The ever-evolving relationship with parents as an ‘adult’ seems like a complicated dance where you never seem to catch the rhythm, the step changes with every beat, and even after all your efforts you just aren’t able to co-ordinate. It becomes an awkward, under-practiced routine without any cue to follow. Every step is a possible misstep or an overstep. Every fall, trust fall. The matching of pace is the matching of expectations. A constant assessment, constant alignment, one that takes effort and energy.

It was through my teens that I started to see my parents as beyond just parents, humans. Fallible and fragile, humans. With their own insecurities, compulsions, and complexes. With their own strengths and worldviews, neither absolute nor beyond question. And I had the space to question. It wasn’t actively encouraged but respectfully accepted. Begrudgingly, their lack of answers was acknowledged. With patience and grace, on most days at least, they underwent the barrage of skepticism I threw their way, the intensity of which has only multiplied over the years. It is their response to me, that has taught me the grace through which one can accept questioning while standing firm in one’s own beliefs. To make space for examination of the principles one has spent their whole life with, by those closest to them, by those they have instilled an upbringing in, is difficult, to say the least. And while I might never be able to articulate it to them, I am beyond grateful for their effort.

Thus, I grew up simultaneously in awe of and still in question of the way they live their lives. These are the lives I have spent the most time observing. Of course, it hasn’t been an objective observation. It has been loaded with lenses that these same people have molded into me.
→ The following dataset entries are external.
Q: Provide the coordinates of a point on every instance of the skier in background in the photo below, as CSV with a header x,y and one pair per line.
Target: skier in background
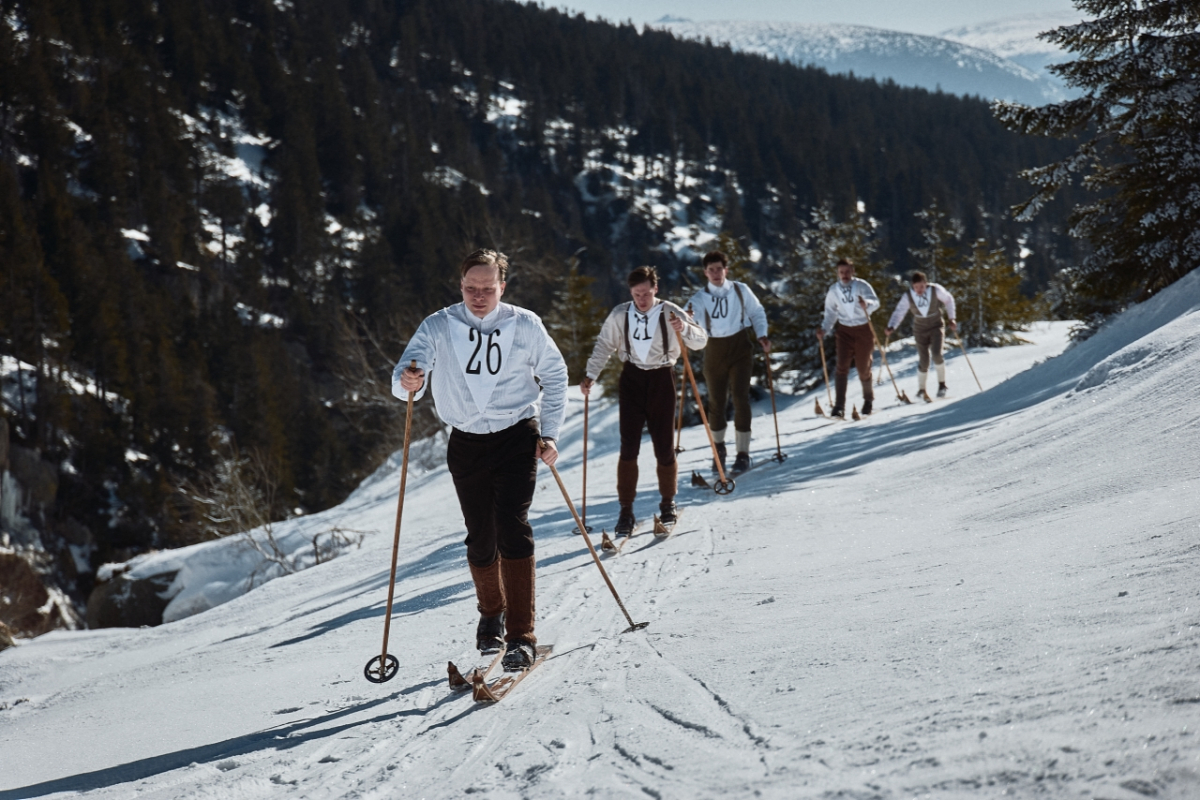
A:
x,y
485,360
637,332
849,305
733,317
925,301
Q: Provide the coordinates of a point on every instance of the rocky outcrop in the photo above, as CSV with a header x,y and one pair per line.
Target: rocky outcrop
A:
x,y
39,479
123,601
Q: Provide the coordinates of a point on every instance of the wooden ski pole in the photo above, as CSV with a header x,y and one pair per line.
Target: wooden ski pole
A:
x,y
389,665
771,385
725,485
969,364
887,343
825,368
595,557
900,396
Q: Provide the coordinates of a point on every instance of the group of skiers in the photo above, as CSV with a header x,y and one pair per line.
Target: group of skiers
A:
x,y
499,380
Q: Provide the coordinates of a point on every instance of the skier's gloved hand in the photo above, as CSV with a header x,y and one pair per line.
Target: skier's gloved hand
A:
x,y
412,379
547,451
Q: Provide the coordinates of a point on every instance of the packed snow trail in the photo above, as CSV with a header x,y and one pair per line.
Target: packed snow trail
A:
x,y
990,594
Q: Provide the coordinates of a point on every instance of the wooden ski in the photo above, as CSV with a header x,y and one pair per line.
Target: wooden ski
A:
x,y
499,689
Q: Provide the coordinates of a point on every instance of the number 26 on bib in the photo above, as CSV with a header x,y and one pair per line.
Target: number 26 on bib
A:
x,y
481,358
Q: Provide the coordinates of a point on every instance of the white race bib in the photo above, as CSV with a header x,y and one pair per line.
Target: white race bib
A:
x,y
483,358
642,329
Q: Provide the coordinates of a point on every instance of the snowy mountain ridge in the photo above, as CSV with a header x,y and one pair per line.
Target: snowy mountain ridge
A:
x,y
909,59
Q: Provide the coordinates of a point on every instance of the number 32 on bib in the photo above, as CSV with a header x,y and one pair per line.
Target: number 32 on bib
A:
x,y
481,356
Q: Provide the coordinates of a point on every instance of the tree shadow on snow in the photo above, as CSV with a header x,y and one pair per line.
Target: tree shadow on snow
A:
x,y
273,739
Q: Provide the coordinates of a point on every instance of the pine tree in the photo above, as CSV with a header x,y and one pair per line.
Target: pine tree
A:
x,y
940,258
575,319
1139,116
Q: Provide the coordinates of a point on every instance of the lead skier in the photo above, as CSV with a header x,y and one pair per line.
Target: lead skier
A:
x,y
733,318
927,300
849,305
485,360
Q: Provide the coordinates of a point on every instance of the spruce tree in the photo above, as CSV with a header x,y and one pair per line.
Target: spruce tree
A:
x,y
808,274
574,320
1138,67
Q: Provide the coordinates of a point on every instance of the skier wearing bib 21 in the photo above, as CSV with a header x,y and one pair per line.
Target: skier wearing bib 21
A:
x,y
637,332
927,300
729,310
485,360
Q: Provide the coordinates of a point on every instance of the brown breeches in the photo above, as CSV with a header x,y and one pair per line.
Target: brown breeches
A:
x,y
727,365
856,348
929,336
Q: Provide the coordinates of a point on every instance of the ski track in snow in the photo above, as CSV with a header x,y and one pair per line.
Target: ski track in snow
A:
x,y
989,595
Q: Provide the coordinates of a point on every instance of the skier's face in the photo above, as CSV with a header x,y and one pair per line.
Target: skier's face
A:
x,y
643,295
483,289
715,272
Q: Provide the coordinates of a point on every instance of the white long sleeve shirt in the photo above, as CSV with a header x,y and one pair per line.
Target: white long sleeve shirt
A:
x,y
727,310
483,371
643,332
923,302
841,304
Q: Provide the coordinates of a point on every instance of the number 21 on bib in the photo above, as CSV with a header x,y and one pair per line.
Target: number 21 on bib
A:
x,y
483,358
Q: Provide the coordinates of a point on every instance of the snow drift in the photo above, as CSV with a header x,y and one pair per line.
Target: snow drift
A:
x,y
991,595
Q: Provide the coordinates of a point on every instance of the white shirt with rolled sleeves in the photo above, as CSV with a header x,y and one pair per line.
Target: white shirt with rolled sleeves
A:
x,y
923,304
843,306
724,311
516,396
612,340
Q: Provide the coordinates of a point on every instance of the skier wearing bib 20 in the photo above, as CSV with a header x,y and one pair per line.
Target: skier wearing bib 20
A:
x,y
732,316
637,332
925,301
849,304
485,360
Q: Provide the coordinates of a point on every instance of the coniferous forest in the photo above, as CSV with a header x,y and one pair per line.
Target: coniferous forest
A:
x,y
220,218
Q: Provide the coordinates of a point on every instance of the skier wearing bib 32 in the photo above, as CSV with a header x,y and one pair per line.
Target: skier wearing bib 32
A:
x,y
485,360
849,304
925,301
727,311
637,332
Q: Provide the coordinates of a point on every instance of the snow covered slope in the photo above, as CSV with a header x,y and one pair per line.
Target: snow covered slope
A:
x,y
909,59
1017,40
991,595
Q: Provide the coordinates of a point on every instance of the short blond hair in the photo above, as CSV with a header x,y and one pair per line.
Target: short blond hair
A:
x,y
486,258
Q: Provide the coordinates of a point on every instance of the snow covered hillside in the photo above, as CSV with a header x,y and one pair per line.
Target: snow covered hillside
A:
x,y
1017,38
909,59
989,595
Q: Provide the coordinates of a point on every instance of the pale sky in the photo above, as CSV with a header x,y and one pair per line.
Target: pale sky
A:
x,y
910,16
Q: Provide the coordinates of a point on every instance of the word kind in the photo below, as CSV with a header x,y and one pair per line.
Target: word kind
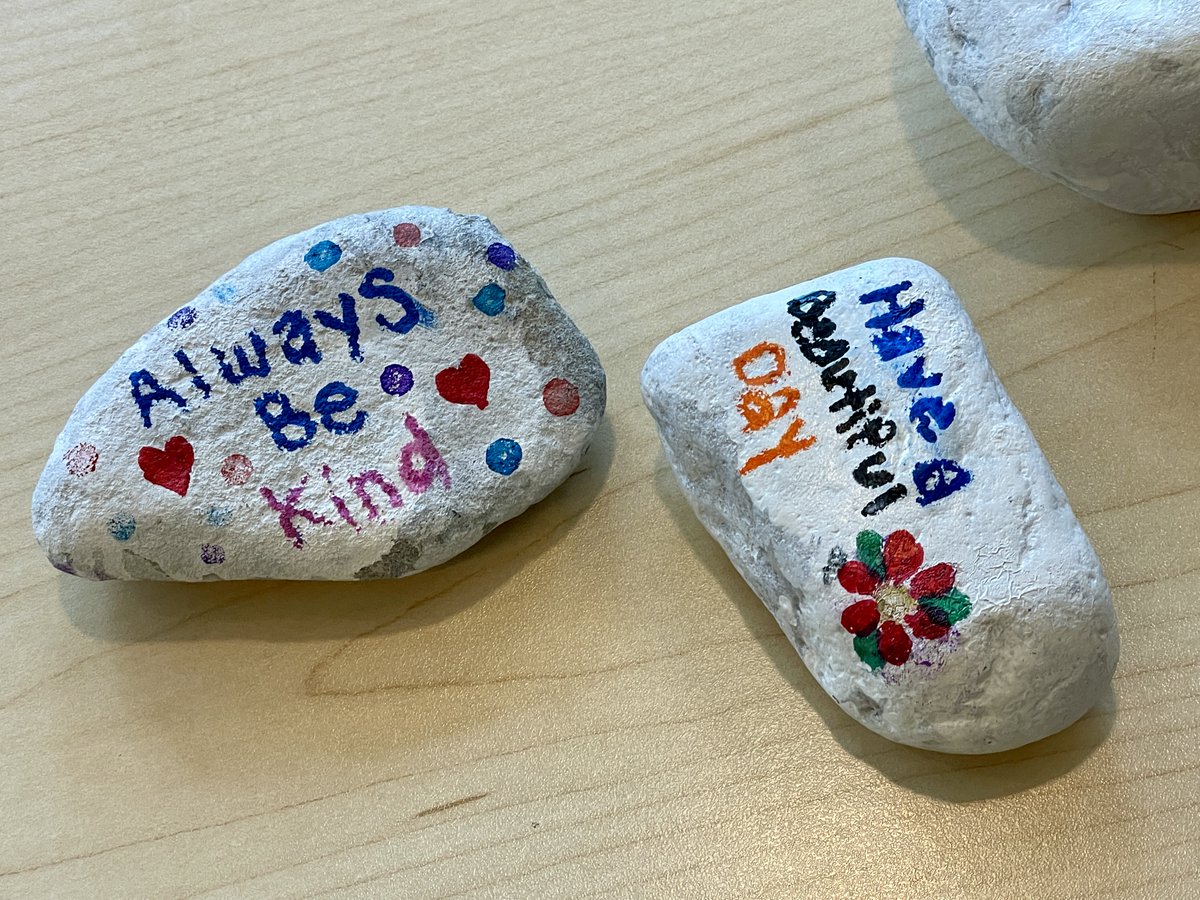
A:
x,y
418,467
814,335
291,425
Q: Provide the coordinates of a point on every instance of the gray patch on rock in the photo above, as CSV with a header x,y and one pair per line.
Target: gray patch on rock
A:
x,y
138,567
396,563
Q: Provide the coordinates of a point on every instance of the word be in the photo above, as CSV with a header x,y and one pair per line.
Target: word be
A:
x,y
418,466
298,346
760,409
335,397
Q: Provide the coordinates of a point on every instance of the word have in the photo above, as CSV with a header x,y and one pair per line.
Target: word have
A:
x,y
937,478
418,466
759,407
298,345
814,335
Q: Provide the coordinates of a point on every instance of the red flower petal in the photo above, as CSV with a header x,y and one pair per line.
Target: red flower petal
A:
x,y
924,627
861,618
934,581
901,556
857,579
894,643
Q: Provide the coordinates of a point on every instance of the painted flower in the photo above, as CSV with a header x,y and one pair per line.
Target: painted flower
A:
x,y
901,600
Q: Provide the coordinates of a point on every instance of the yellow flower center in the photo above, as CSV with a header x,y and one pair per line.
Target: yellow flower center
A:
x,y
894,601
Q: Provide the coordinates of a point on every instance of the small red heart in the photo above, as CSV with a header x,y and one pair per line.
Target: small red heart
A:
x,y
466,383
169,467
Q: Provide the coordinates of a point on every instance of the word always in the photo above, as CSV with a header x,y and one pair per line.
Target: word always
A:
x,y
298,345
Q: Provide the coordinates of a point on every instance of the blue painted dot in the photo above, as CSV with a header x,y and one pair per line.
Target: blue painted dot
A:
x,y
396,379
184,317
323,255
225,292
490,300
503,456
427,318
502,256
121,527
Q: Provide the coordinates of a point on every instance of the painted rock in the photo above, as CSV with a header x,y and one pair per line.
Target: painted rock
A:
x,y
1103,96
363,400
851,449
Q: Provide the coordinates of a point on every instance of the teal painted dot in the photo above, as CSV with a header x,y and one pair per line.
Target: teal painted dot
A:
x,y
225,292
503,456
121,527
323,255
490,299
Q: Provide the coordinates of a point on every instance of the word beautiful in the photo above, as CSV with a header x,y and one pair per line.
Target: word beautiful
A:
x,y
291,426
863,424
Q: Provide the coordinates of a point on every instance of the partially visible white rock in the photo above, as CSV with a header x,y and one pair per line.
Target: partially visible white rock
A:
x,y
1101,95
851,449
363,400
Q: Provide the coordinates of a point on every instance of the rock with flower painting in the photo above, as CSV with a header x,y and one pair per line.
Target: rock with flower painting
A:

While I know from a distance, because I have always been good at analyzing from a distance, all that goes right and wrong with their ways of being, I find myself limited in my ability to replicate into my life all that I admire.

Now, as a twenty-three-year-old ( the number still does not seem real to me ) this feeling I have had for a while only seems to be consolidating. This feeling that I am the weak link, the clumsy one who forgets the routine, is always a step ahead or a step behind, the one breaking the formation, the one who hasn’t practiced enough and it shows. The one who cannot wake up or sleep on time. Cannot remember to lock the gates at night, keep the parking ticket safe, turn the geyser off, or spend money responsibly. I tell myself that they have had more time to learn the choreography, to sync with each other and with life. But that doesn’t make me any better. I still remain the one who is unable to catch up. And when your parents seem to be effortlessly performing the routine for years, the inability seems that much more evident.

In multiple moments, when this inability seems to become the most visible thing about myself, I externalize and question the need to catch up to this dance, and the meaninglessness of these repetitive movements. It is their dance, not mine, I fume, knowing full well that it is an inevitable dance, where I need to make space for my own moves, teach them to sway in the way I do, introduce beats that I can groove to. And I have over the years. Tentatively, hesitantly, unsure of their acceptance. Most times they have taken only a beat’s time to accept, finding ways to incorporate whatever wacky step I introduce into the routine.

To be able to reorient the choreography, I need to let go of this constant urge to keep up.

It will be a mess. Uncoordinated and not in sync. But I guess that’s okay because it is not a performance. There is no audience, not the one that matters anyway.

All we need to do is understand each other’s rhythms and make space.